Hello,
Here's an excerpt from the logs today explaining exactly how and why grayscale actually works on TI calculators.

[15:11:42] <+SirCmpwn> so the reason that grayscale works in the first place is that pixels on the screen fade between on and off, but very quickly
[15:12:10] <+SirCmpwn> so if you are fast enough, you can get in the middle of that process and, if you time it right, you can come close to keeping it at a constant faded value
[15:12:22] <+SirCmpwn> this is accomplished by quickly changing a pixel from black to white
[15:12:25] <+SirCmpwn> and back again
[15:12:25] <+OmnomIRC> (O)<DJ_O> False.
[15:12:28] <+SirCmpwn> over and over very quickly
[15:12:30] <+OmnomIRC> (O)<DJ_O> jk
[15:12:55] <+SirCmpwn> Let's say you have an 8x8 sprite
[15:13:10] <+SirCmpwn> no, we'll make it 2x2 to make it easier
[15:13:18] <+OmnomIRC> (O)<ztrumpet> 2x2 O.o
[15:13:33] <+SirCmpwn> it looks like this, where W is white, X is light gray, Y is dark gray, and Z is black
[15:13:35] <+SirCmpwn> WX
[15:13:36] <+SirCmpwn> YZ
[15:14:04] <+SirCmpwn> you cycle through three frames of grayscale
[15:14:29] <+SirCmpwn> so on frame one, it looks like this:
[15:14:38] <+SirCmpwn> where W is white and X is black
[15:14:42] <+SirCmpwn> WX
[15:14:44] <+SirCmpwn> WX
[15:14:48] <+SirCmpwn> frame two:
[15:14:49] <+SirCmpwn> WW
[15:14:51] <+SirCmpwn> XX
[15:14:55] <+SirCmpwn> and frame three:
[15:14:56] <+SirCmpwn> WW
[15:14:57] <+SirCmpwn> XX
[15:15:22] <+OmnomIRC> (O)<ztrumpet> (Sometimes it's different, but that's one example)
[15:15:24] <+SirCmpwn> this way, the light gray pixel is black for 1/3 of the time, and the dark gray pixel is on for 2/3 of the time
[15:15:31] <+SirCmpwn> ztrumpet is right, it is usually a little different
[15:15:51] <+SirCmpwn> the black and white pixels are constantly black or constantly white
[15:15:58] <+OmnomIRC> (O)<DJ_O> it creates diagonal scanlines, moving
[15:16:04] <+SirCmpwn> yes
[15:16:08] <+SirCmpwn> but let's keep this basic
[15:16:22] <+SirCmpwn> everyone follow at this point?

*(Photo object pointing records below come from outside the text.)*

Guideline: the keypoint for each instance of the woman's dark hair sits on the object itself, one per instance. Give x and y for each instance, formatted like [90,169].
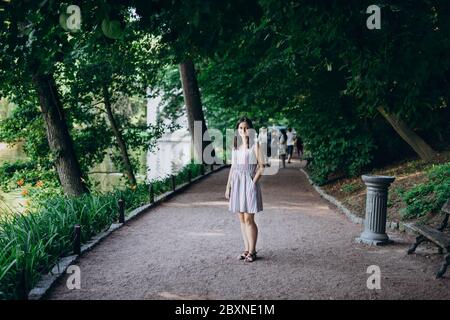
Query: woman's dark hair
[250,137]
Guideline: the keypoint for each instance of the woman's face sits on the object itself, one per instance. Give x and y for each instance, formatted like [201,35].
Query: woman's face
[243,129]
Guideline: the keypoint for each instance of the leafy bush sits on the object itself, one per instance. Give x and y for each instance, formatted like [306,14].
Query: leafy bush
[428,197]
[31,243]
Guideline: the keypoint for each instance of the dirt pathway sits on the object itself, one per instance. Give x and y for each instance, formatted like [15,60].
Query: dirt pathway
[186,249]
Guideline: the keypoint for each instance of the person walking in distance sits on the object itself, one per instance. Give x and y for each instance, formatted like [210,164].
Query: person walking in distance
[243,189]
[290,144]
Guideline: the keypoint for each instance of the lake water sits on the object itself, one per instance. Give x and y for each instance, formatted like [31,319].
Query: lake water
[171,154]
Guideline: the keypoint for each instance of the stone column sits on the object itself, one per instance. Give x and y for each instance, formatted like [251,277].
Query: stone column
[376,210]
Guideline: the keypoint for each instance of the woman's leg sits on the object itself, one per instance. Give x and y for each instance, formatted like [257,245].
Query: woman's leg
[243,230]
[252,231]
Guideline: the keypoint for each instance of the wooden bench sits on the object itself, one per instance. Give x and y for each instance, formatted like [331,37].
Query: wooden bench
[436,236]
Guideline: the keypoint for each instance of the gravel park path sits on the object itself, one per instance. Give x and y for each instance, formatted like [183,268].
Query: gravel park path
[186,248]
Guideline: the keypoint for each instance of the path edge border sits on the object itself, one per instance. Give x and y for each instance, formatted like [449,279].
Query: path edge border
[47,281]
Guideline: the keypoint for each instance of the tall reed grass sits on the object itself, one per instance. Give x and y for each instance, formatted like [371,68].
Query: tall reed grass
[30,244]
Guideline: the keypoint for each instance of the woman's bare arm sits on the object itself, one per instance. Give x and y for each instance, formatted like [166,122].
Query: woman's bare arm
[260,160]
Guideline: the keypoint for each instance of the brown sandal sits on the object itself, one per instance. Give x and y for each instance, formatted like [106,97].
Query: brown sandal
[243,255]
[250,257]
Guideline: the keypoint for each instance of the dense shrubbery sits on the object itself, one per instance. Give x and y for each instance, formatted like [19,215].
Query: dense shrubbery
[430,196]
[31,243]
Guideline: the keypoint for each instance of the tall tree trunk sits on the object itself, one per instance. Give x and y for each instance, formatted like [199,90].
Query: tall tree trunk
[119,137]
[194,109]
[58,135]
[415,141]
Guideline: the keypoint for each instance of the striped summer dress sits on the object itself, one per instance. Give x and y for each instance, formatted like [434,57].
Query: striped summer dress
[245,196]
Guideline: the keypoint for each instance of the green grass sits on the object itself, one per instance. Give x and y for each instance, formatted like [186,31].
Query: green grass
[427,197]
[32,243]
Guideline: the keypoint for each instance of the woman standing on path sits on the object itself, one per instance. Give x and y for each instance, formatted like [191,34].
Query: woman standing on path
[282,147]
[243,189]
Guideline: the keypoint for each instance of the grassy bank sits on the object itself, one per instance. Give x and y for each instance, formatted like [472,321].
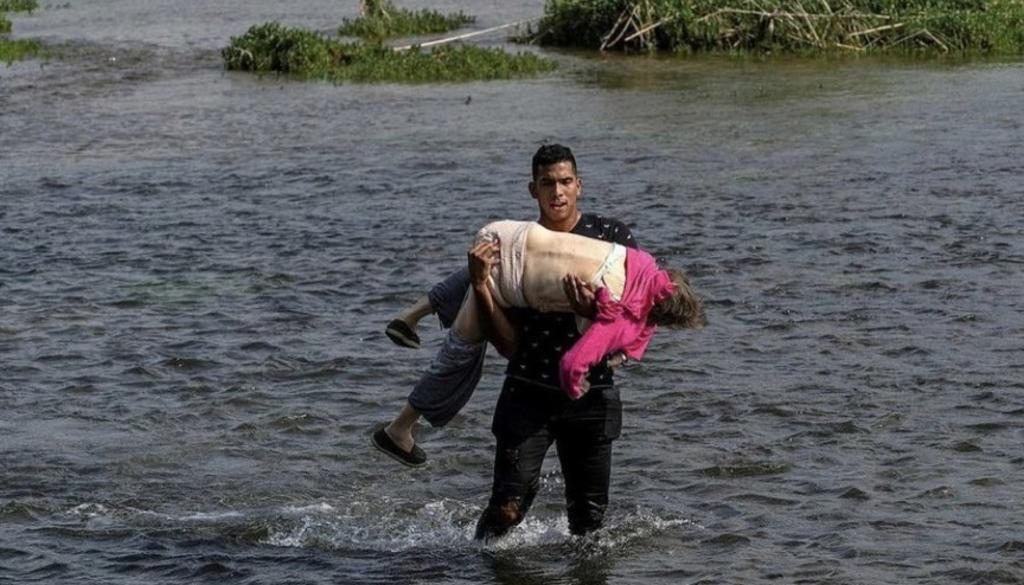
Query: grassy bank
[861,26]
[18,5]
[384,21]
[275,48]
[11,50]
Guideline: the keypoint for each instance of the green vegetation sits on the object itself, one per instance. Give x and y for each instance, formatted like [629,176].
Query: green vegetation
[383,21]
[17,49]
[11,50]
[275,48]
[685,26]
[18,5]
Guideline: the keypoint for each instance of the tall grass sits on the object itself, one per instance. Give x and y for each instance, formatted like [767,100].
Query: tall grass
[275,48]
[384,21]
[961,26]
[15,49]
[18,5]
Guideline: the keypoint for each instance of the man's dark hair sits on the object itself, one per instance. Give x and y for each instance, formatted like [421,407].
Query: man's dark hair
[552,155]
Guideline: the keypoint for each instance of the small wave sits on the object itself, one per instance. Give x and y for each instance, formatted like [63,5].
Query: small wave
[747,470]
[445,525]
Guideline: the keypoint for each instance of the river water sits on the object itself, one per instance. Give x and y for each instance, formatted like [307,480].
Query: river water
[196,267]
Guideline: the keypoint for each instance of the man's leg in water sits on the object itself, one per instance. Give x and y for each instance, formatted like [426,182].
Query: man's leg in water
[523,437]
[584,436]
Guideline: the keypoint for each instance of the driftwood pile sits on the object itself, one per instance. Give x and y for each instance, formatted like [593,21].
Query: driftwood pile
[754,24]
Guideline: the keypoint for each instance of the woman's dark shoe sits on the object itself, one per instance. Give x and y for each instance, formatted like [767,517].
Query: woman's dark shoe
[399,332]
[383,443]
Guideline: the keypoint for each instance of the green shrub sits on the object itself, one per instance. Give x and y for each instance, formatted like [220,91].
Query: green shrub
[11,50]
[387,22]
[18,5]
[963,26]
[274,48]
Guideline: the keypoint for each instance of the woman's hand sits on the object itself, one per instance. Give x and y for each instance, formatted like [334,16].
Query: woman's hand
[482,257]
[582,296]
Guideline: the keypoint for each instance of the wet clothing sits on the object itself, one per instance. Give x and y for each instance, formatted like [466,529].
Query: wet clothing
[506,278]
[532,412]
[453,376]
[450,380]
[619,326]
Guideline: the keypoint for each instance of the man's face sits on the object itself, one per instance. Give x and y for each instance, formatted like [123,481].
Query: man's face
[556,189]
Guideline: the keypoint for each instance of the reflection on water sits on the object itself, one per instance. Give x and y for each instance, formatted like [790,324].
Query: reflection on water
[196,266]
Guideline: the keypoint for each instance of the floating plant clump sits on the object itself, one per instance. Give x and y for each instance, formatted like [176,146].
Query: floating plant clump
[274,48]
[384,21]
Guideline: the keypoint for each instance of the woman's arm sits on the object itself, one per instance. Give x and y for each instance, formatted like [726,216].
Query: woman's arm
[494,321]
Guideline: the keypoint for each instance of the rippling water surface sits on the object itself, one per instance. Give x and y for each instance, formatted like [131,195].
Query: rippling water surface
[196,267]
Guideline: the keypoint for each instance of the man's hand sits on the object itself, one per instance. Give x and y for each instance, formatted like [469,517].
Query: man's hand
[616,360]
[481,258]
[581,295]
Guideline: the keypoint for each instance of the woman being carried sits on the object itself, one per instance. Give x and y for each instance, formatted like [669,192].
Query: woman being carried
[523,264]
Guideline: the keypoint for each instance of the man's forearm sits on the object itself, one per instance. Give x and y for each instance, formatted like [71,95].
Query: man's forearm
[497,327]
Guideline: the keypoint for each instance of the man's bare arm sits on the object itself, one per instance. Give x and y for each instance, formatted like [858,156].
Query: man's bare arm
[495,323]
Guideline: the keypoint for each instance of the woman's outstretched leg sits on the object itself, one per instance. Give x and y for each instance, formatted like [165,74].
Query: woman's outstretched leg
[443,388]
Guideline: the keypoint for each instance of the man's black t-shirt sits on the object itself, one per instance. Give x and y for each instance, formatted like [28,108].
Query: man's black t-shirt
[544,337]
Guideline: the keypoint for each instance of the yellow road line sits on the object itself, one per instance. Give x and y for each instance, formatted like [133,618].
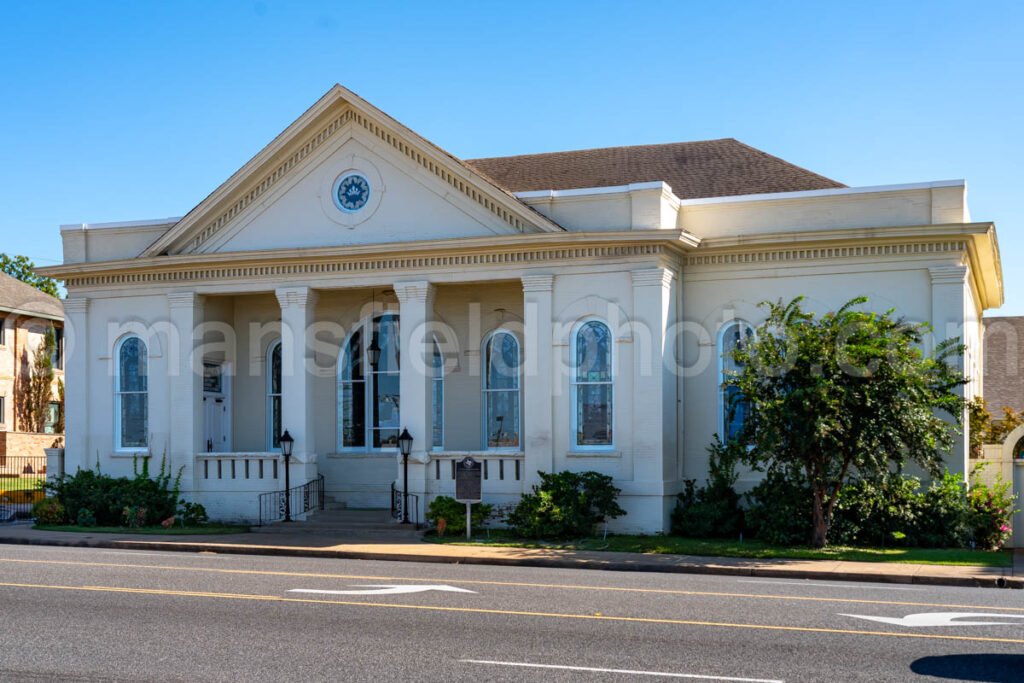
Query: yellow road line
[513,612]
[611,589]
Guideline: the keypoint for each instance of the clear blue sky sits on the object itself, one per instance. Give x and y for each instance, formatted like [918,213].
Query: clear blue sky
[117,111]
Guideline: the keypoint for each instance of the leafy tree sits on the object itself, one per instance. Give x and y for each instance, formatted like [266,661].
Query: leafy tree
[23,268]
[38,389]
[849,391]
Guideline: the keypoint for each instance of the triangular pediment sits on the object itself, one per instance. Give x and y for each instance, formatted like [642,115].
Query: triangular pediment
[287,196]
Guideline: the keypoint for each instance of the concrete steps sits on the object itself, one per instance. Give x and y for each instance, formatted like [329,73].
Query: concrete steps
[359,524]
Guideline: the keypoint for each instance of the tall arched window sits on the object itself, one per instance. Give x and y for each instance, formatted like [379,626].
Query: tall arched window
[368,393]
[437,397]
[131,409]
[592,386]
[501,390]
[732,407]
[273,396]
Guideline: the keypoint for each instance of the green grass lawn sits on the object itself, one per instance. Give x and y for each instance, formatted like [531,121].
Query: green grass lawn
[20,483]
[155,530]
[668,545]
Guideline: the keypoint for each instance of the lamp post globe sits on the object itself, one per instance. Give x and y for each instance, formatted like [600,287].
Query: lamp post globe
[286,451]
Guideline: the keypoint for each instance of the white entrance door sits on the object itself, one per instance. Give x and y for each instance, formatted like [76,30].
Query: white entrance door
[216,416]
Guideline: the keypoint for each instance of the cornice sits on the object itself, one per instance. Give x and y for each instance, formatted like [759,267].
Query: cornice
[199,226]
[538,283]
[295,297]
[652,278]
[414,292]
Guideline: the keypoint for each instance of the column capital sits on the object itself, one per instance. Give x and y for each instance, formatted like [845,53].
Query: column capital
[76,304]
[182,299]
[538,283]
[299,297]
[419,291]
[652,278]
[948,274]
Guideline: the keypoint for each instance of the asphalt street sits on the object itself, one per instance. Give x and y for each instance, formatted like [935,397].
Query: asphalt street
[82,614]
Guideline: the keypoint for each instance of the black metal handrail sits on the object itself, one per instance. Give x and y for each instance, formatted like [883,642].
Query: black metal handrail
[397,500]
[301,500]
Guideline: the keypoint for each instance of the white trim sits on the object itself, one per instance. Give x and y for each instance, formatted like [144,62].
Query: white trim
[484,379]
[118,393]
[834,191]
[577,449]
[152,222]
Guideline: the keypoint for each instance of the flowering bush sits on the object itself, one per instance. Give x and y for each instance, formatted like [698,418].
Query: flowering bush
[991,511]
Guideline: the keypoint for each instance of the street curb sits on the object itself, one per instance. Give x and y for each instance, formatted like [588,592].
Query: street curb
[546,562]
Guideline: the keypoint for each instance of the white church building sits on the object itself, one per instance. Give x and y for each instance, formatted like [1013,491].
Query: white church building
[541,312]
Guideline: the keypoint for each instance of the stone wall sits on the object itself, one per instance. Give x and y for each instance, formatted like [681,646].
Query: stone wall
[16,446]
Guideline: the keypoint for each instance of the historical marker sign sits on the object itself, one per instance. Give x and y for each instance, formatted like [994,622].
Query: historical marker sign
[468,480]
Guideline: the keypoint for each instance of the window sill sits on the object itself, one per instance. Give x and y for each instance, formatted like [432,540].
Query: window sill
[597,453]
[364,455]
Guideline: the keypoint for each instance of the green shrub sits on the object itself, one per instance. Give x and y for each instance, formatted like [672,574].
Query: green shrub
[49,511]
[878,512]
[990,514]
[107,498]
[454,514]
[780,508]
[85,518]
[566,505]
[945,514]
[192,514]
[713,510]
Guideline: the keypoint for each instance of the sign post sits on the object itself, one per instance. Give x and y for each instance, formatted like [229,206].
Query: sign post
[468,486]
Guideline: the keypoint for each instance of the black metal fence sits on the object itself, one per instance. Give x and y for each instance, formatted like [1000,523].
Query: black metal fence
[399,501]
[300,500]
[22,479]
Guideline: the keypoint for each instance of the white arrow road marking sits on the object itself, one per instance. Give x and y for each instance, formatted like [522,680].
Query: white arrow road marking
[386,589]
[939,619]
[627,672]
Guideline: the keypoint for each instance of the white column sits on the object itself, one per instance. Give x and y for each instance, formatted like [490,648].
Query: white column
[416,303]
[538,376]
[651,309]
[297,308]
[949,292]
[77,451]
[185,371]
[416,313]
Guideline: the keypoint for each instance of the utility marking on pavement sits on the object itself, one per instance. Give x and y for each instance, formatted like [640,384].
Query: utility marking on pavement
[386,590]
[512,612]
[468,582]
[940,619]
[628,672]
[816,584]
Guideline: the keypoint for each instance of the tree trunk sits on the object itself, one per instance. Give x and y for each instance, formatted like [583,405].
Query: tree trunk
[819,531]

[15:16:28] <+OmnomIRC> (O)<leafiness0> lol storytime
[15:16:29] <+OmnomIRC> (O)<ztrumpet> yup
[15:16:37] <+OmnomIRC> (O)* ztrumpet likes Sir's story
[15:16:50] <+SirCmpwn> now let's look at a single dark gray pixel
[15:16:55] <+SirCmpwn> in extremely slow motion
[15:17:20] <+SirCmpwn> I'll assign it a value from 0-10 based on it's current actual appearance on screen, where 10 is black
[15:17:30] <+OmnomIRC> (O)<DJ_O> yes
[15:17:41] <+SirCmpwn> it changes like this over time: 6, 7, 8, 7, 6, 7, 8, 7, 6, 7, 8, and so on
[15:17:56] <+SirCmpwn> there is, of course, variation on this
[15:18:04] <+OmnomIRC> (O)<ztrumpet> Over a period of three frames to a number?
[15:18:08] <+SirCmpwn> no
[15:18:12] <+SirCmpwn> this isn't frame counts
[15:18:17] <+SirCmpwn> this is in between frames
[15:18:18] <+OmnomIRC> (O)<ztrumpet> Oh, I see
[15:18:22] <+SirCmpwn> let me define it more specifically
[15:18:51] <+SirCmpwn> [sets pixel to black] 6, 7, 8, [sets pixel to white], 7, 6, [sets pixel to black], 7, 8, etc
[15:19:07] <+OmnomIRC> (O)<ztrumpet> Ah, yes
[15:19:18] <+SirCmpwn> there is more or less deviation depending on the quality of grayscale
[15:19:25] <+SirCmpwn> for perfect grayscale, it is a constant 7
[15:19:33] <+SirCmpwn> the more the deviation, the more flicker you notice
[15:19:57] <+SirCmpwn> so imagine two pixels now
[15:20:05] <+SirCmpwn> still with a value of 00-10
[15:20:16] <+SirCmpwn> here's what you want them to look like over time:
[15:20:21] <+SirCmpwn> [dark gray][white]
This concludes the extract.